Thursday, May 20, 2010

God Bless America

So there I was swimming in the Atlantic Ocean when a lengthy piece of human poop floated past me. I had taken a moment to stand and move my hair from my face when I saw it and immediately thought it had touched me somehow. I checked everything but no, it was just making its way closer to the beach I presume. When that man had been yelling that the seagulls were eating "it" earlier I hadn't paid him much attention thinking that he dropped some food in the water. Then again who eats while swimming in the ocean?

Another strange part about this experience was that moments earlier I had been reading a David Sedaris book. My absolute favorite David Sedaris story is the one where he uses the bathroom at a friend's house and finds a turd in the toilet that simply won't flush. He frantically tried to get rid of it, all the while worried that the next person in there would think it was his. I never laughed so hard at a story ever in my life but I can tell you that I did not laugh at my moment with someone else's poop.

I thought for a mili second about warning the huge family near me that a piece of poop was coming towards their children but jumped out instead and came back to my towel in a daze. I managed to play it off like eew ok gross I got out of there everything is ok now but really I was messed up. I needed to lay out in the sun and feel the sand and think happy thoughts. However, nearly every time I closed my eyes I could see the poop floating in front of me. This went on for a couple days. When asked how I enjoyed the ocean I immediately saw the poop and tried to think of something more amusing like that fat guy in American flag swim trunks.

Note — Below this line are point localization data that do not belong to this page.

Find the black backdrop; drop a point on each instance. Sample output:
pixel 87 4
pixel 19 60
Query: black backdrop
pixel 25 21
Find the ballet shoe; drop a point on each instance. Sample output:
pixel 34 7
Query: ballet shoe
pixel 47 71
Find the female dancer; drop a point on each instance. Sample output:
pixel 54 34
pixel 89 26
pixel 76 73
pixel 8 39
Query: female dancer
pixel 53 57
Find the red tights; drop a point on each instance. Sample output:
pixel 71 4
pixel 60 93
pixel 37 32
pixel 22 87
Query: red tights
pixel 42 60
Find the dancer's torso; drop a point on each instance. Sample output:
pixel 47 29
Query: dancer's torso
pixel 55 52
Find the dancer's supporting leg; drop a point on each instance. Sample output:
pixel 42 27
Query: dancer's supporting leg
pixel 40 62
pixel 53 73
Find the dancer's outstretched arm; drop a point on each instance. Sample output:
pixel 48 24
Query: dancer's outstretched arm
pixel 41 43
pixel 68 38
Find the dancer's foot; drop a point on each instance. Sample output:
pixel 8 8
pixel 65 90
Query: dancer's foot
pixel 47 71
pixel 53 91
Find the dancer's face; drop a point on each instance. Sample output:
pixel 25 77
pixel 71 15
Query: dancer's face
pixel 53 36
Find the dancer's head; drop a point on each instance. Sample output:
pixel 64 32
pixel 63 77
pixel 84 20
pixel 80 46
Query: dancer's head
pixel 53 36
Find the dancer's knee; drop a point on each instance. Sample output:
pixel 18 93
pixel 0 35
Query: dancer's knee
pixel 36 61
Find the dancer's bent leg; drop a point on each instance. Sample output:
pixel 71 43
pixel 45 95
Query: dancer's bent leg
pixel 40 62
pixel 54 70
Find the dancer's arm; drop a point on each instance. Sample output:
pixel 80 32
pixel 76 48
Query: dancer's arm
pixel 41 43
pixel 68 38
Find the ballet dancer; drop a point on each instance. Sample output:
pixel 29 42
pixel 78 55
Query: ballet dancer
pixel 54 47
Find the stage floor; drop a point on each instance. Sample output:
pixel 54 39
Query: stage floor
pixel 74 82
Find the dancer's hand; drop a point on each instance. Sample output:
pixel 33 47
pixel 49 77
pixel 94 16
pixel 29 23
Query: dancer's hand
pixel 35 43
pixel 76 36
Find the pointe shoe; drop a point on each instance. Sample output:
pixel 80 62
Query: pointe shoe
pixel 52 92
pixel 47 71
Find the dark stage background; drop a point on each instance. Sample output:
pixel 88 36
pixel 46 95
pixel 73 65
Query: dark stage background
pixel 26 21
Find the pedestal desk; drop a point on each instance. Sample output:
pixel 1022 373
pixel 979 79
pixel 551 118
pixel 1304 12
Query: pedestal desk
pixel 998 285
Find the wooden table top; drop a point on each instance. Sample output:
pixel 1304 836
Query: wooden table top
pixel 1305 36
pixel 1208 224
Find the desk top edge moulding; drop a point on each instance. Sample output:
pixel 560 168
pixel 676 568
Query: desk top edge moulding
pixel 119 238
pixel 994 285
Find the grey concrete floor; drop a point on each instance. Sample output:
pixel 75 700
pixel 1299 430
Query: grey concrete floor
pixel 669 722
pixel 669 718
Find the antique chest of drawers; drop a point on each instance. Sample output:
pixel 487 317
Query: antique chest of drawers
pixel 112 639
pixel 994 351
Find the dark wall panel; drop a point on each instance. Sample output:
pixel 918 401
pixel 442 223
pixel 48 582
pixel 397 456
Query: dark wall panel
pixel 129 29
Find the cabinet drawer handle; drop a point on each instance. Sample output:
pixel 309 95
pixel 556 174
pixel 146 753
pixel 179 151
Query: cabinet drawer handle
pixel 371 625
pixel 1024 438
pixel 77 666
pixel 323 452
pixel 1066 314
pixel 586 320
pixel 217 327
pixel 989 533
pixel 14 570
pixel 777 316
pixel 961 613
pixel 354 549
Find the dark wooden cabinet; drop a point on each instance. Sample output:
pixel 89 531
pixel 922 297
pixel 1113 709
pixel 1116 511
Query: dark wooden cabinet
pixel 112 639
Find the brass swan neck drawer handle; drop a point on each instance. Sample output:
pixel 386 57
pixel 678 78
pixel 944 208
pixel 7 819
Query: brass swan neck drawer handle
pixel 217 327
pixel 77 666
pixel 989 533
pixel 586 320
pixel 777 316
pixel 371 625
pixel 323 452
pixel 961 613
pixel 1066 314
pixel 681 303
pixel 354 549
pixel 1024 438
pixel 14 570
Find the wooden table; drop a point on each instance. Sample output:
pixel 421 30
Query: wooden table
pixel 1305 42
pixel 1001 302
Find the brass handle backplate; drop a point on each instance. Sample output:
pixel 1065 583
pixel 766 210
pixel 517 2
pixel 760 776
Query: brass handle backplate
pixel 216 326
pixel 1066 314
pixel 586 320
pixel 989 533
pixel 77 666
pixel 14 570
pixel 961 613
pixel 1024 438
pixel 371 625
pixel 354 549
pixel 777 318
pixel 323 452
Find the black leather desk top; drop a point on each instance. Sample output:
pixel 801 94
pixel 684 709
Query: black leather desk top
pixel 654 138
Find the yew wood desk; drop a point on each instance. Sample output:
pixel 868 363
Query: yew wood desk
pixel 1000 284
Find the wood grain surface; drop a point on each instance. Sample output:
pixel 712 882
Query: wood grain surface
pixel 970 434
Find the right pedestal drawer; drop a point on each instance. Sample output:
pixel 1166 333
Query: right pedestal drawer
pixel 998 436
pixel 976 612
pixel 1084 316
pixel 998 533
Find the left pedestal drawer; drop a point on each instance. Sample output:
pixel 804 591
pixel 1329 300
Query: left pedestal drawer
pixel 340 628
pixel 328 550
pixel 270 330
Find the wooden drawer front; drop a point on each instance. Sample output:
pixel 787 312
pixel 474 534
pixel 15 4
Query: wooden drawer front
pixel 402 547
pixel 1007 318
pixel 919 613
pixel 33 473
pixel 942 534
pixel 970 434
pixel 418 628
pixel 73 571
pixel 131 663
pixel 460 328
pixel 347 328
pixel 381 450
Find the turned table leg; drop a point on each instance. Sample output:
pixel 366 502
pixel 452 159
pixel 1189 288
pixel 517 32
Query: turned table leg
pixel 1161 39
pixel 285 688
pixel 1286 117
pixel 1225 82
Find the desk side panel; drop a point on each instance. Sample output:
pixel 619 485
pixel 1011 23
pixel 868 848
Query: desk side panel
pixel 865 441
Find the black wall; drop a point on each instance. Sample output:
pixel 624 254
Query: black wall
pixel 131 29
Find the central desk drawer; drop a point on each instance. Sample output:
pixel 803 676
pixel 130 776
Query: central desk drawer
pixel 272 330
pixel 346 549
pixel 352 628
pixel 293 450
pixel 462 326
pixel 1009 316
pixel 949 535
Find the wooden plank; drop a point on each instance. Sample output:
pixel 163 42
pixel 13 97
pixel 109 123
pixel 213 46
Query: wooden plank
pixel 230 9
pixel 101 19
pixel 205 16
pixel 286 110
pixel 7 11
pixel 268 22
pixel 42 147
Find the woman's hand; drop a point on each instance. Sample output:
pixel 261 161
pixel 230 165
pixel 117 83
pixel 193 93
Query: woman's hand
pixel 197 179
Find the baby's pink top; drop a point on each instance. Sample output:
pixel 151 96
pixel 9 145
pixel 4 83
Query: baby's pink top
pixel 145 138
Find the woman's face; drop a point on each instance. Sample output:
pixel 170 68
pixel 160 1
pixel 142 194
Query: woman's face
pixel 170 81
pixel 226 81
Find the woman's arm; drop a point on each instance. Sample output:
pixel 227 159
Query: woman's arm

It didn't work so I tried to talk about the incident to others in hope of therapeutic release. It turns out that no one I know has come across a poop while swimming so far unless they are not fessing up about it. Not only that but my friends didn't seem all that sympathetic. I thought someone would ask if I was ok or give me a hug but no. They just changed the subject because they are afraid of poop but so am I people! So am I. The friend that I was with changed our dinner plans and asked me if I needed to shower after the beach because she wanted to get going asap. Wanting to seem like a good guest I didn't have a firm resolve one way or another but you better believe I needed that shower! Luckily I managed one and scrubbed in a fury.

Let me be clear, swimming in the ocean or just being nearby and listening to the waves is my absolute favorite thing in the world to do. Combining my favorite thing in the world with excrement is a disaster of epic proportions. How does one get over such a tragedy? This week I tried to remember all the good times I've had in open water and luckily there are many: I went swimming with Dusky Dolphins in the Pacific Ocean. I floated in the Dead Sea. I swam naked in the Aegean Sea. I was treading water in Lake McKenzie when a light warm rain came in and it was an absolute miracle to be in that moment. I've laid in the wet sand on the Whitsunday Islands. I went scuba diving in the Great Barrier Reef. Surely those experiences outweigh crossing paths with a poop. At least I wasn't surrounded by tar balls.

1 comment:

  1. Down in Mexico, we were ski-dooing to a reef to snorkel, and all of a sudden a girl from my group jumps off her ski-doo into the water way before we're at the spot. Turns out Mexican tap water made it's way into her breakfast and she had to make an emergency poo stop in the water. Surprisingly, the current took it away so quick we didn't have to see it. Poop in water is classic.